Thursday, January 15, 2009

iTunes: DRM-Free (Soon)

This was noted last week, but I'm surprised it didn't get more attention:
Apple previously sold single songs for 99 cents, most with copy-protection software. Apple has worked out arrangements with the record labels to drop the copy protection. By the end of the first quarter, Apple said its entire 10 million-song iTunes catalog will have no copy protection.
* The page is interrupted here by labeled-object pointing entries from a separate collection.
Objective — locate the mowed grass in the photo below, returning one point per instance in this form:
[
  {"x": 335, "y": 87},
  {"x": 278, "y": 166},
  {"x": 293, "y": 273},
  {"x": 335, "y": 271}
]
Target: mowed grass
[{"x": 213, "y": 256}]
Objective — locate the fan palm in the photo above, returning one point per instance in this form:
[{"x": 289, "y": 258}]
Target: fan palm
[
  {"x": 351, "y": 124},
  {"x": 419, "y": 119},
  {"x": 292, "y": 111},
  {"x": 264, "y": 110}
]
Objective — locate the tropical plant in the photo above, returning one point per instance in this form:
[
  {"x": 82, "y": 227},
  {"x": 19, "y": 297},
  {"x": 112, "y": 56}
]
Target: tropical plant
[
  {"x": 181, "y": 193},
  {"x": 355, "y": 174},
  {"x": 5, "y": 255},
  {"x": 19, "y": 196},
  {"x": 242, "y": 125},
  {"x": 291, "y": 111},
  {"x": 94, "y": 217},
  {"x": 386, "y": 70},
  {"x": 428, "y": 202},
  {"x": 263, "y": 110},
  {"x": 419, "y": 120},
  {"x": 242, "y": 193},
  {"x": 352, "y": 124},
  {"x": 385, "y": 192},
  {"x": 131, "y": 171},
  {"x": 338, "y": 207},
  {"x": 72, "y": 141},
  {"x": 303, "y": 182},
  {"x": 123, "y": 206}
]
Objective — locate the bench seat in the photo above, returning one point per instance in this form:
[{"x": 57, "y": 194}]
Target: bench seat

That will allow people to use music they purchase in homemade videos, for instance, or move songs easily to another music player.

In April, all song prices will change to one of three tiers: 69 cents, 99 cents or $1.29. Analyst Gartenberg expects back-catalog songs to be priced at 69 cents, with most new ones going up to $1.29. "I think 99-cent songs will pretty much start to disappear," he says.

I know that with Apple, there are often gotchas attached to big announcements that we don't initially understand. Still, this seems like a watershed moment for the recording industry, a white flag of sorts when it comes to copy protection. Or maybe a death rattle.

The question for us, of course, is what kind of effect this could have on the gaming industry. If nothing else, it will subject game publishers to additional scrutiny when it comes to using DRM, which is a good thing. I think it will also pressure publishers to be more candid when it comes to disclosing to consumers what kind of copy protection their products are using.